Monocle’s Carlota Rebelo reports from the World Economic Forum’s annual Urban Transformation Summit, which took place in San Francisco this week. We discover the city’s plans to build a resilient waterfront, hear about South Africa’s ambitions to tackle the housing crisis and how the private sector can help deliver urban innovation. See omnystudio.com/listener for privacy information.
Hello, and welcome to the Urbanist, Monaco's program all about the built environment.
I'm your host, Carlotta Rabello.
Coming up.
Well, what's very clear is that the challenges of climate, the challenges of affordability are here now.
So it's essential that we have the capacities in our cities to manage these challenges.
We're in San Francisco this week as we report from the fourth annual World Economic Forum's Urban Transformation Summit.
Loved for its hilly landscapes and the iconic Golden Gate Bridge, paired with a certain infamy due to high levels of homelessness, San Francisco has become a hotspot in recent years for urban renewal, attracting investment to regenerate its downtown center and development of its waterfront.
So join us as we explore how the city is preparing for the future and what lessons are there from both the private sector and other regions to take back home with us.
That's all coming up over the next 30 minutes right here on the Urbanist with me, Carlotta Rubello.
Cities are at the epicenter of innovation and progress.

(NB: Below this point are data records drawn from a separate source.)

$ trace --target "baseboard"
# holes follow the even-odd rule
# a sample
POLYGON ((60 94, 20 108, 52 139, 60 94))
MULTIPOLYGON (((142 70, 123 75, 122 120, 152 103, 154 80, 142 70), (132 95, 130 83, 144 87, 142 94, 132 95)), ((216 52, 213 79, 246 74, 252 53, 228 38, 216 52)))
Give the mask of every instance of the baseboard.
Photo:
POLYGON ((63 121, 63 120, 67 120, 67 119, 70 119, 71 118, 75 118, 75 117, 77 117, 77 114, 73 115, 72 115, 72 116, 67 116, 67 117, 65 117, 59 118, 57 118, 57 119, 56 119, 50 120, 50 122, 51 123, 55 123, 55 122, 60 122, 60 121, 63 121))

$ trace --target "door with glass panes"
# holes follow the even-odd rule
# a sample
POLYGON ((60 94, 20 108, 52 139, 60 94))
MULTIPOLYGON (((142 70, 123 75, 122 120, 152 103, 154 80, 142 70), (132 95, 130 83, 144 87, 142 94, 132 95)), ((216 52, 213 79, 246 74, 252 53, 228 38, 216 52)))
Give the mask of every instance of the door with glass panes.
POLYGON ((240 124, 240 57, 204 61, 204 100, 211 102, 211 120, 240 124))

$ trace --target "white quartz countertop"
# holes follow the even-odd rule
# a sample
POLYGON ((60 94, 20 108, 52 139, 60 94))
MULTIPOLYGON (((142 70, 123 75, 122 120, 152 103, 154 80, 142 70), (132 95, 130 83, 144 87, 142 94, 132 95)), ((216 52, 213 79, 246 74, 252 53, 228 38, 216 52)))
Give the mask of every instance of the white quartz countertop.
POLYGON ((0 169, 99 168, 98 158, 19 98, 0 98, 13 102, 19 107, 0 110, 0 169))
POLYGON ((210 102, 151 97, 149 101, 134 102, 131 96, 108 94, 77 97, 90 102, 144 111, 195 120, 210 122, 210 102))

So as the world moves to increase urbanization, it is crucial build cities which are resilient, equitable, and that can deliver a better quality of life for all.
This, among other themes was at the center of the World Economic Forum's Urban Transformation Summit, which gathered over 200 attendees from both the public and private sectors to debate what the future of urban living looks like and what lessons are there to be learned from each other.
One of those in attendance was Lauren Sorquignot, who's the executive director of the Resilient Cities Network.
She told me more about the power of the network and where it all started.
100 Resilient Cities was about the why of resilience.
It was about creating the theory, the frameworks and the initial practices after six years of really successful implementation with cities creating strategies and creating a network of over a hundred resilience professionals around the world.
Resilient Cities Network is the next generation.
It's about the how.
So we are an organization that organizes the hundred plus cities now from resilient cities around the world in over 40 countries to actually work together to do to deliver resilient solutions in energy, in water, in heat management, in circularity, and very much about economic opportunity.
Now we've seen over the past couple of years a rise in positions such as chief heat Officers around the world, chief Resilience Officers as well.